Three scientists from India, Singapore, and Africa are recipients of the 2021 Victor Rabinowitch Memorial Award for Young Leaders in International Scientific Cooperation.
Rabinowitch was a lifelong supporter of the Bulletin of the Atomic Scientists, which his father, Eugene Rabinowitch, co-founded in 1945. The younger Rabinowitch was also a member of the Bulletin’s Board of Sponsors and chair of the Bulletin’s board.
The annual award, given by CRDF Global, recognizes young scientists who “facilitate and promote novel and promising frameworks and approaches to international scientific cooperation.” It memorializes Rabinowitch’s long commitment to promoting and developing innovative scientific collaborations and capacity building and global security.
The 2021 recipients are:
Rafiou Agoro, PhD, from Togo. He is co-founder of the African Diaspora Scientists Federation (ADSF), which aims to provide a platform for African scientists to connect and consult with each other. He is currently a post-doctoral fellow in medical and molecular genetics at the Indiana University School of Medicine. Agoro will use the award to create a mobile platform for ADSF, a series of scientific lectures or seminars, and a mentoring program.

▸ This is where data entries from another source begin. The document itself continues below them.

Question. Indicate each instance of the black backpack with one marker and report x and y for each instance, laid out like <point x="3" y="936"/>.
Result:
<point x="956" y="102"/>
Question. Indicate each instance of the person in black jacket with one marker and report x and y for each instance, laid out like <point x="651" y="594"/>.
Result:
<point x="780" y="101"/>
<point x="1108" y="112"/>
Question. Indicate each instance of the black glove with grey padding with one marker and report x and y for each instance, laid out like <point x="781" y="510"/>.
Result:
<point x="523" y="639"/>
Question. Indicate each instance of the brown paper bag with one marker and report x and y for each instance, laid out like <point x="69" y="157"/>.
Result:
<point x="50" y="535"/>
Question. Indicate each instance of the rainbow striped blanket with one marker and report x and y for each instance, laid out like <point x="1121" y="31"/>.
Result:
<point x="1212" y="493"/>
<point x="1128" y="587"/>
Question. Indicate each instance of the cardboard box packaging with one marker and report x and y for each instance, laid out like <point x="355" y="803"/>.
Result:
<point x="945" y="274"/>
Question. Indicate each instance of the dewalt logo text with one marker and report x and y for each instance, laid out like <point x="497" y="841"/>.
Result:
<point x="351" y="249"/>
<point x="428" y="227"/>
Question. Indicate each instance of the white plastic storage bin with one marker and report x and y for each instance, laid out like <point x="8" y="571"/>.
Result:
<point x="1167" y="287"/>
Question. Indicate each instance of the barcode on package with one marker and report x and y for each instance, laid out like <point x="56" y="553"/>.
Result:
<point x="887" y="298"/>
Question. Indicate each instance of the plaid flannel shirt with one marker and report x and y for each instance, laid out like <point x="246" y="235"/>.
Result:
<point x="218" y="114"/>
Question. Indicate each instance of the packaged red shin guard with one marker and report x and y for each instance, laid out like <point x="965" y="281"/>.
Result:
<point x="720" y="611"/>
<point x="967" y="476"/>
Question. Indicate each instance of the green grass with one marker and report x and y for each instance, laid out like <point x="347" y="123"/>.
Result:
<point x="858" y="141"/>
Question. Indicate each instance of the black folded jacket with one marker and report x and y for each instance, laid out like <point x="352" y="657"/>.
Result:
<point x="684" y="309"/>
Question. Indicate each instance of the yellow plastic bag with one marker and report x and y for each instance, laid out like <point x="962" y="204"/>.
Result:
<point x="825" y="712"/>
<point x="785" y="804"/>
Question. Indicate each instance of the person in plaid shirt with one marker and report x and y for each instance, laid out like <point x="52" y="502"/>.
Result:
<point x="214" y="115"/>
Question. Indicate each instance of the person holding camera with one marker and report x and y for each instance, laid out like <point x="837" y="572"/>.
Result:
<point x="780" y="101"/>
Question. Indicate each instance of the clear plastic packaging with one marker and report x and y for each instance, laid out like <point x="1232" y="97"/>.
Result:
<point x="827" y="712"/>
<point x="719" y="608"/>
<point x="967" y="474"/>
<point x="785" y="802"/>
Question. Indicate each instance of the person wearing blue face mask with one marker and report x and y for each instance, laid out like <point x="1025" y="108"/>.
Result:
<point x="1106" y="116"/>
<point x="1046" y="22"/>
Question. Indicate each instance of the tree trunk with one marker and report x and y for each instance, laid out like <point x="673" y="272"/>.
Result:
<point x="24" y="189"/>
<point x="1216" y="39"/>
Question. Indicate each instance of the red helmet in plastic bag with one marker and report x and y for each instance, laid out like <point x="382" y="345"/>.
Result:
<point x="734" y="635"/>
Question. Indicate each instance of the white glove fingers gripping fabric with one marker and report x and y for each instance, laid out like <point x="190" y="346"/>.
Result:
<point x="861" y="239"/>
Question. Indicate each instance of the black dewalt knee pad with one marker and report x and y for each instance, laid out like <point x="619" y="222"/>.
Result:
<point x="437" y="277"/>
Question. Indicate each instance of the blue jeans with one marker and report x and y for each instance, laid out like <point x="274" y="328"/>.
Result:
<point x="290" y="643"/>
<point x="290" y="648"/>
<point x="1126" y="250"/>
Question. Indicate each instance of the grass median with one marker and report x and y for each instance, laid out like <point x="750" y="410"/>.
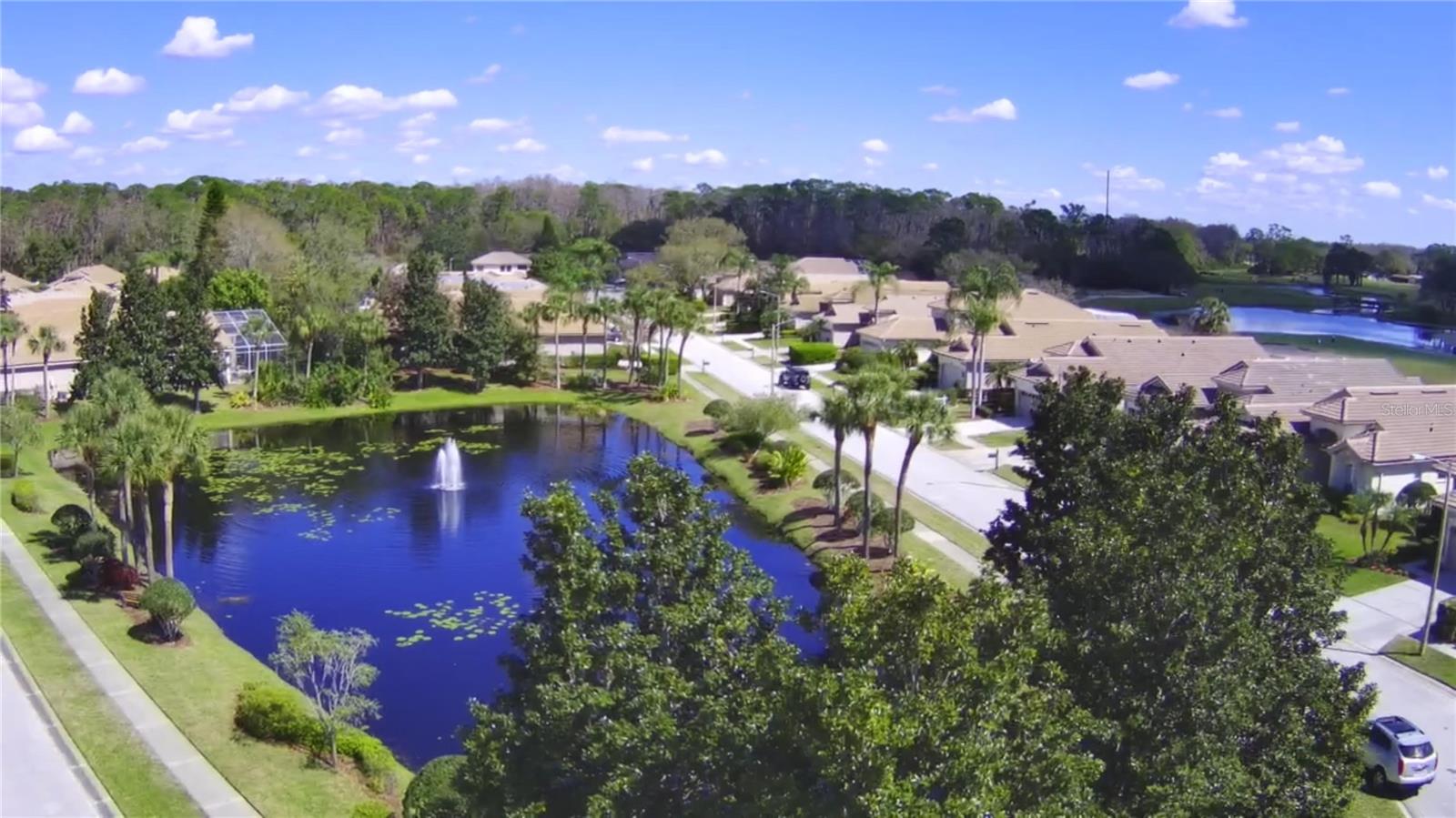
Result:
<point x="133" y="776"/>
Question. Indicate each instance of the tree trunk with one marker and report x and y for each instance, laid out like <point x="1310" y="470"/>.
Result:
<point x="900" y="492"/>
<point x="868" y="490"/>
<point x="167" y="521"/>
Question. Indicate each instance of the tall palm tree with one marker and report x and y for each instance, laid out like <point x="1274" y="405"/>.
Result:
<point x="925" y="418"/>
<point x="46" y="342"/>
<point x="12" y="329"/>
<point x="181" y="450"/>
<point x="875" y="398"/>
<point x="878" y="277"/>
<point x="254" y="330"/>
<point x="1210" y="316"/>
<point x="839" y="414"/>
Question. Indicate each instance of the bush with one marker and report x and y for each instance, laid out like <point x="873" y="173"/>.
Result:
<point x="22" y="495"/>
<point x="718" y="409"/>
<point x="434" y="793"/>
<point x="805" y="352"/>
<point x="72" y="521"/>
<point x="94" y="545"/>
<point x="169" y="603"/>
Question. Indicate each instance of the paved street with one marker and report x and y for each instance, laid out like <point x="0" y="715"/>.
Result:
<point x="975" y="498"/>
<point x="36" y="773"/>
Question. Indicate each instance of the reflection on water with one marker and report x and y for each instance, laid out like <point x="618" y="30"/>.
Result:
<point x="430" y="574"/>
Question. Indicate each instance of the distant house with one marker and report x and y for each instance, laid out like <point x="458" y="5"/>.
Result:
<point x="1378" y="437"/>
<point x="242" y="351"/>
<point x="501" y="262"/>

Andy Tay, PhD, from Singapore. He is a presidential assistant professor in the biomedical engineering department at the National University of Singapore. He was included in Forbes’ 30 Under 30 list in 2018 and a 2020 World Economic Forum Young Scientist. Tay will use the award to facilitate lab exchanges about nano-fabrication technology. His lab focuses on integrating nanofabrication, biomaterials, and bioinformatics to study and treat cancer metastases.
Jane von Gaudecker, PhD, from India. She is an assistant professor, science of nursing care, at the Indiana University School of Nursing. Her research focuses on epilepsy in western Kenya and how to improve care outcomes and build necessary infrastructure to deliver care. Von Gaudecker will use the funds to train future researchers and collaborators, develop collaborations with community health workers, and support a Kenyan researcher to participate in a scientific conference.
The Bulletin also amplifies the work of future leaders through its Voices of Tomorrow, Editorial Fellows and Board Fellows programs. Learn more at https://thebulletin.org/next-generation-program/.
About CRDF Global
CRDF Global is an independent nonprofit organization founded in 1995 in response to the collapse of the Soviet Union and the threat of large-scale proliferation of weapons technology from the region. With support authorized by the Nunn-Lugar Act of 1991 and the Freedom Support Act of 1992, as well private foundation contributions, CRDF Global embarked on bolstering the global scientific community and fostering alternatives to weapons research.
In the past 25 years, CRDF Global’s work has expanded to address ever-changing global concerns, but its commitment to ensuring the success of its partners remains the same. CRDF Global is a leading provider of flexible logistical support, program design and management, and strategic capacity building programs in the areas of higher education, CBRNE security and nonproliferation, border security, cybersecurity, global health, technology entrepreneurship, and international professional exchanges.
With offices in Arlington, Virginia; Kyiv, Ukraine; Almaty, Kazakhstan; and Amman, Jordan, CRDF Global’s diverse staff and networks of local community and government stakeholders deliver tailored programs that meet specific regional needs in over 100 countries across the globe.